CRT の場合も、「-text」オプションで中身を確認できます。

  $ openssl x509 -in server.crt -text -noout
  Certificate:
    Data:
      Version: 1 (0x0)
  ...中略...
    Signature Algorithm: sha1WithRSAEncryption
      Issuer: C=JP, ST=Aichi-ken, L=Nagoya-shi, O=Hoge Company, ...
  ...中略...
      Validity
        Not Before: Nov 30 17:42:18 2013 GMT
        Not After : Nov 30 17:42:18 2014 GMT
      Subject: C=JP, ST=Aichi-ken, L=Nagoya-shi, O=Hoge Company, ...
  ...後略...

Issuerが発行者すなわち CA、Subjectが対象すなわち我々自身です。
ここでは自分自身で署名したため、どちらも同じになっていますが、 お金を払って署名してもらっていたら、前者がその会社になっています。 また、Validityを見ると、有効期限がわかります。

https などにつなげられます

…ふぅ。すでに証明書関連で力を使い果たしそうですが、次にいきます。

openssl コマンドで、SSL/TLS を使ったポートにつなげられます。
つなぐには、「s_client」コマンドを使います。
以下では、https://www.google.com/ へつなぎにいっています。

  $ openssl s_client -connect www.google.com:443 -quiet
  depth=2 C = US, O = GeoTrust Inc., CN = GeoTrust Global CA
  verify error:num=20:unable to get local issuer certificate
  verify return:0

上記では、verify error と出力されています。ちょっと不安になりますが、 これは、証明局(CA)のルート証明書をopensslが持っていないため、 確認できないと言っているだけです。今は気にしないでおきましょう。

さて、上記を実行したらつながったままの状態になっていますので、 以下のように、HTTP で最小限の要求を出してみましょう。
(先頭から空行までの4行を入力します。)

  HEAD / HTTP/1.1
  Host: www.google.com
  Connection: close

  HTTP/1.1 302 Found
  ...後略...

なにかしら返事をくださいました。

さて、ルート証明書ですが、もし手元にあれば、 「-CAfile」オプションでそれを指定することで、ちゃんと確認してくださいます。
(以下は、Ubuntu 13.04 の場合です。

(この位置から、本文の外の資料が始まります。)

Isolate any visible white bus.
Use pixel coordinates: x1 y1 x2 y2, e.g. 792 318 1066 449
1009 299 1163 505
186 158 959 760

)

  $ openssl s_client -CAfile /etc/ssl/certs/GeoTrust_Global_CA.pem \
  -connect www.google.com:443 -quiet
  depth=3 C = US, O = Equifax, OU = Equifax Secure Certificate Authority
  verify return:1
  depth=2 C = US, O = GeoTrust Inc., CN = GeoTrust Global CA
  verify return:1
  depth=1 C = US, O = Google Inc, CN = Google Internet Authority G2
  verify return:1
  depth=0 C = US, ST = California, L = Mountain View, O = Google Inc, CN = www.google.com
  verify return:1
  ...後略...

 

もちろん、https だけではありません。
またまた Google様を利用させていただいていますが、 SMTP や IMAP なども問題なくつながります。 (各ポート番号は、Google様のサイトのどこかに書いてありましたが、失念しました…。)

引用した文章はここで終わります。